New formula for development ranking of States
Dr Ashwani Mahajan
Recently a panel under the stewardship of present RBI governor presented a report about the development ranking of different Indian states, which has been subject to major debate in the country and the same being criticised too, for its significant variance from the present thinking. Rajan’s report has endeavoured to rank different states, according to the level of their respective development. If this report is implemented, states would be allocated funds, on the basis of the same. Therefore this report not only has academic importance, but also has financial implications for the states.
Normally states are ranked according to their per capita income. Accordingly, in 2011-12, Haryana was the richest state in India, with Rs 62,927 as per capita income, whereas Bihar was considered to be the poorest state with only Rs 13,178 as per capita income, with ratio between income of richest and the poorest income to be as big as 4.78. According to per capita income rich income states are Punjab, Maharashtra, Kerala, Gujarat, Tamil Nadu, Andhra Pradesh and Karnataka respectively. Poor states include after Bihar, Uttar Pradesh, Madhya Pradesh, Odisha, Rajasthan and Assam.
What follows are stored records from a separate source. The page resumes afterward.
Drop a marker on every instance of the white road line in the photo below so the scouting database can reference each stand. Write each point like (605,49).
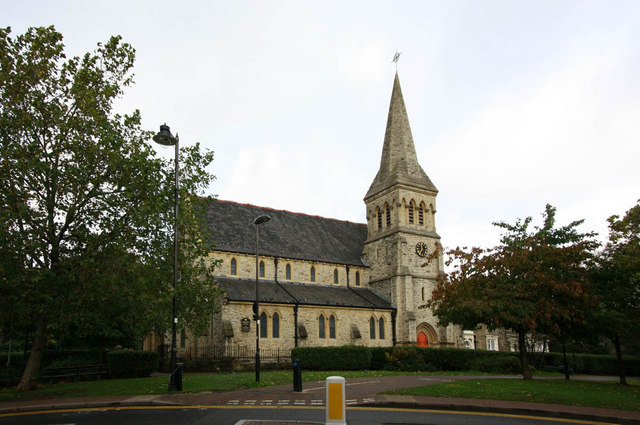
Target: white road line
(363,383)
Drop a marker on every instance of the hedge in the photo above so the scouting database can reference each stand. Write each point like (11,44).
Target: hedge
(132,364)
(409,358)
(346,357)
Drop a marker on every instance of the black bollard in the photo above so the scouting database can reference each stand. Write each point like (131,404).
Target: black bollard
(297,376)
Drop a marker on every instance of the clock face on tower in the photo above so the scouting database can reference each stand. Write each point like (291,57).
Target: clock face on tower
(421,249)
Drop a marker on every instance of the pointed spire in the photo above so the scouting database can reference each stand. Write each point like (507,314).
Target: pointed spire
(399,162)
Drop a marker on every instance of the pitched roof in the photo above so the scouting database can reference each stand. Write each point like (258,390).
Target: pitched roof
(305,294)
(286,235)
(399,162)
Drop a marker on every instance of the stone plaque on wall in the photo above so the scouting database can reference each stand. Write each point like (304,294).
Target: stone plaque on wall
(245,325)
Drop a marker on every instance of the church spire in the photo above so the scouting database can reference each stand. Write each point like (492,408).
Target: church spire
(399,162)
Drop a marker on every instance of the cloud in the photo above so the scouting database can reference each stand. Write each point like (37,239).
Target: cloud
(567,138)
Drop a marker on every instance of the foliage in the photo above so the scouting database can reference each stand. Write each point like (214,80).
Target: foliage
(86,205)
(132,364)
(574,393)
(406,358)
(533,282)
(346,357)
(617,282)
(587,364)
There is another method of looking at level of development and that is, the state of infrastructure development of a state in comparison to other states. The same is measured by length of roads, per 100 kilometres, teledensity, proportion of irrigated area as per cent of gross cropped area, per capita energy consumption, social services indicators such as literacy rate indicating development in education; and life expectancy, mortality rates of various types and birth rate etc., indicating progress in health services and so on.
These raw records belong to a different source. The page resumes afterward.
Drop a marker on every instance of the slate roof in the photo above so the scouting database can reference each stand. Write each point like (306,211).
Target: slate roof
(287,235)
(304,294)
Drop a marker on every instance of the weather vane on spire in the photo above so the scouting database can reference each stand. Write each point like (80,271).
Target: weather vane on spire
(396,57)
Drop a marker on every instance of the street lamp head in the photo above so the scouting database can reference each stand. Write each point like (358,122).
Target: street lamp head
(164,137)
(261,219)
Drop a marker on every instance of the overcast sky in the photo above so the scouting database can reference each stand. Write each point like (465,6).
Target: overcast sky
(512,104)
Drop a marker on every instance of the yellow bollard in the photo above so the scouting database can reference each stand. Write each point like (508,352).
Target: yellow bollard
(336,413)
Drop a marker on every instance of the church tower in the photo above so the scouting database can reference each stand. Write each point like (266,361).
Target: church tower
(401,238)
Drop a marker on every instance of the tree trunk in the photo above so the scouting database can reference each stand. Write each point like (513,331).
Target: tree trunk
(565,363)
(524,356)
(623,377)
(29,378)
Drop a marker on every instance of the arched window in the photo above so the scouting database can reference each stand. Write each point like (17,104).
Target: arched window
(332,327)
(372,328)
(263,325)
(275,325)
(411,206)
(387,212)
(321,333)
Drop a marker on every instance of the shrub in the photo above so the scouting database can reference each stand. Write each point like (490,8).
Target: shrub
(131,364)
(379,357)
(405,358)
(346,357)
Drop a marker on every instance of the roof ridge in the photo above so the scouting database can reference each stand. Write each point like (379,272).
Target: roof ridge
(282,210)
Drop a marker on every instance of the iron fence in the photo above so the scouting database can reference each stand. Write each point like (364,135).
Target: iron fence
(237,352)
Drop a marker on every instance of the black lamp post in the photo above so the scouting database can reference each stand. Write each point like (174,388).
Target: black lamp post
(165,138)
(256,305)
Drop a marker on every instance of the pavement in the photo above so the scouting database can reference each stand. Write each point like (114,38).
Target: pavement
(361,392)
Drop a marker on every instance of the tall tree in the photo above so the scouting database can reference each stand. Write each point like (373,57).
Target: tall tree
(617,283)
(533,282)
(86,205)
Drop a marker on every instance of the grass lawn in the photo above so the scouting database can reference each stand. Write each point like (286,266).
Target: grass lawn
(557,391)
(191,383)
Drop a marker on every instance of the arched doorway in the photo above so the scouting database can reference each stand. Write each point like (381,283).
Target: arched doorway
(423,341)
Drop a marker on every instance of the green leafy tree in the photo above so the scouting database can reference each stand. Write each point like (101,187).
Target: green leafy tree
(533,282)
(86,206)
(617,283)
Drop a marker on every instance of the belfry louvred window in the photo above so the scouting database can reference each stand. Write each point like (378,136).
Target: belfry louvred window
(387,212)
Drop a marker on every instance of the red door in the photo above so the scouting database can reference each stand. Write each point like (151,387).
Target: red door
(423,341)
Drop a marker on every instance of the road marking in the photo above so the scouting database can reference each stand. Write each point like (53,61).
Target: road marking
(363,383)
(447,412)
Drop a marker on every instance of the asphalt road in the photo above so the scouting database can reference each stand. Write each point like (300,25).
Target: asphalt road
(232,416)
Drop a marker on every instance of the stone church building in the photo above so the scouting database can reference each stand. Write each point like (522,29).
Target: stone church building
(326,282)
Formula and Assistance to States
In India we have a federal system of government, where we have Union Government at central level and state governments at state level. Constitution clearly earmarks sources of funds for the functioning of the governments at two levels. However, there is a tilt in the constitution, in favour of Union government, in terms of the fiscal capacity. If we see total collection of taxes (before devolution with states) of Union government, it was Rs 10,44,275 crores in 2012-13, whereas states could fetch only Rs 6,45,070 crores. However if we see the responsibilities of states, they are much more than that of the Union.
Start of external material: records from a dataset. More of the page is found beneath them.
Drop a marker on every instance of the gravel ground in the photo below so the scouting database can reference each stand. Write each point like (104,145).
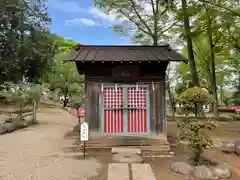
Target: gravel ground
(36,153)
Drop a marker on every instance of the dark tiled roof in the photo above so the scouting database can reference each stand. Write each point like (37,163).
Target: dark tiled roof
(124,53)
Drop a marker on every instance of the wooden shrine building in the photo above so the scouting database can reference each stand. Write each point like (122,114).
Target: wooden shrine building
(125,88)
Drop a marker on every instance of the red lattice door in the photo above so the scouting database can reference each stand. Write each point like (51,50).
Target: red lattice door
(113,110)
(125,110)
(137,112)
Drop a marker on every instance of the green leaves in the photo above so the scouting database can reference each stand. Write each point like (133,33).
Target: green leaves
(65,79)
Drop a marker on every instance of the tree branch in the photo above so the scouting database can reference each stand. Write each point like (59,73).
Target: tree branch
(222,7)
(133,21)
(140,18)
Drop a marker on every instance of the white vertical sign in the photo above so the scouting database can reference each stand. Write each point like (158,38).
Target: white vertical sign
(84,131)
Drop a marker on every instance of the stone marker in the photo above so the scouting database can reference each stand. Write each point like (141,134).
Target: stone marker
(228,147)
(142,172)
(203,172)
(182,168)
(221,172)
(127,158)
(237,147)
(116,150)
(118,171)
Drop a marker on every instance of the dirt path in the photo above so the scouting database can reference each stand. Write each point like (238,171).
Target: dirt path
(36,153)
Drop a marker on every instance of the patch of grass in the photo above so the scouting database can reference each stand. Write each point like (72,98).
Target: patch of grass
(221,119)
(222,131)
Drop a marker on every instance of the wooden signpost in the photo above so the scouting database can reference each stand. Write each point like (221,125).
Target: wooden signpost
(84,136)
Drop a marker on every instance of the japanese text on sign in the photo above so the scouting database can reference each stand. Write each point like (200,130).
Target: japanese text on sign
(84,131)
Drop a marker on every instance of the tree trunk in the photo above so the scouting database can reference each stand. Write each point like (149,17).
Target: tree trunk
(171,99)
(212,59)
(192,64)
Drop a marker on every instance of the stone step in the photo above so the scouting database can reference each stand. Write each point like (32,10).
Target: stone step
(118,171)
(142,172)
(125,150)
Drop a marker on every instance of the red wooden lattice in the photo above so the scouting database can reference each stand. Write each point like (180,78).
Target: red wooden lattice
(135,110)
(137,119)
(113,112)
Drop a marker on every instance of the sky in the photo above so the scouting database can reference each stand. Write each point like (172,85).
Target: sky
(81,21)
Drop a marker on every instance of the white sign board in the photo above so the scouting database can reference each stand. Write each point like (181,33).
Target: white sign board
(84,131)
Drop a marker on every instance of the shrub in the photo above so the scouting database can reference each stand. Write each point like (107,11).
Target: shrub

Therefore, resources are transferred from the Union to the states, for smooth functioning of the administration and for fulfilling the development aspiration of the states. There is a provision of Finance Commission in the Constitution. Finance Commission is constituted, after every five years and the same makes recommendations for transfer of a proportion of taxes collected by the Union. Respective share of each state is decided on the basis of the formula recommended by the commission. At present 32 per cent of Union taxes are transferred to states on the basis of the formula, which gives 25 per cent weight to population, 47.5 percent to fiscal capacity distance, 10 per cent to area and 17.5 per cent to fiscal discipline. Apart from devolution of taxes Finance Commission also makes recommendations about grants in aid of various types to states. In addition to Finance Commission, almost equal amount of allocation is also made by the Planning Commission.
The Rajan Formula
Departing from earlier methods for determining the index of development, Rajan formula makes use of 10 variables, including monthly per capita consumption expenditure, education, health, household amenities, poverty rate, female literacy, per cent of SC/ST in population, urbanisation, financial inclusion and connectivity. As a result of this, states even with lower per capita incomes go up on the ladder of development, say Bihar, Jharkhand etc., while richer states like Gujarat go down in terms of the development index as ‘invented’ by Rajan.
Formula & the Poor States
Rajan has made drastic changes in the formula to determine the level of development of a particular state. As a result of the same the state which was considered to be the poorest one does not remain as poor as before, while other states, which were not so poor earlier, are considered to be the poorer than before. As a result of this the poor states which were expecting more funds from the Centre, will be getting lesser amount than expected. In this context though some of the poorer states will be adversely affect, whoever major impact would be on special category states namely J&K, Tripura, Manipur, Assam, Nagaland etc., as according to Rajan’s report they will be getting less share through Planning Commission route. For example – J&K will be getting only 0.52 per cent in the new formula as compared to 2.59 per cent earlier. Similarly Manipur will be getting 0.5 per cent as compared to 2.19 per cent and so on. The formula is being criticised on various accounts, as it takes entirely different components and also for duplicity of ingredients. For example – some indicators such as household banking facilities etc. which is outcome of the other variables already included in the formula. Therefore, there exists duplicity in the variables. The other criticism of the formula is that it gives equal weight to each component of the formula, which is the deprived of any logic. For example – per cent of SC/ST population has been given the same weight as financial inclusion or connectivity. The other criticism of the formula is that it uses per capita expenditure instead of using income indicator, such as per capita state domestic product.
Since expenditure has been taken as an indicator, Odisha has been considered to be underdeveloped, though it has got nearly double per capita income than Bihar. Gujarat which comes at 5th position according to per capita income is down to 12th position according to Rajan report.
It seems that Rajan panel has tailor made the formula to suit the political ends for the benefit of present regime. Though Bihar’s status has been improved in terms of development index, it has been compensated in other way by greater allocation in central funds. On the other hand Gujarat has been deliberately downgraded by making illogical formula, to somehow discount the claims of Narendra Modi for his wonderful model of development. It would be better if people sitting in high positions such as RBI Governor, should not indulge in such political gimmicks.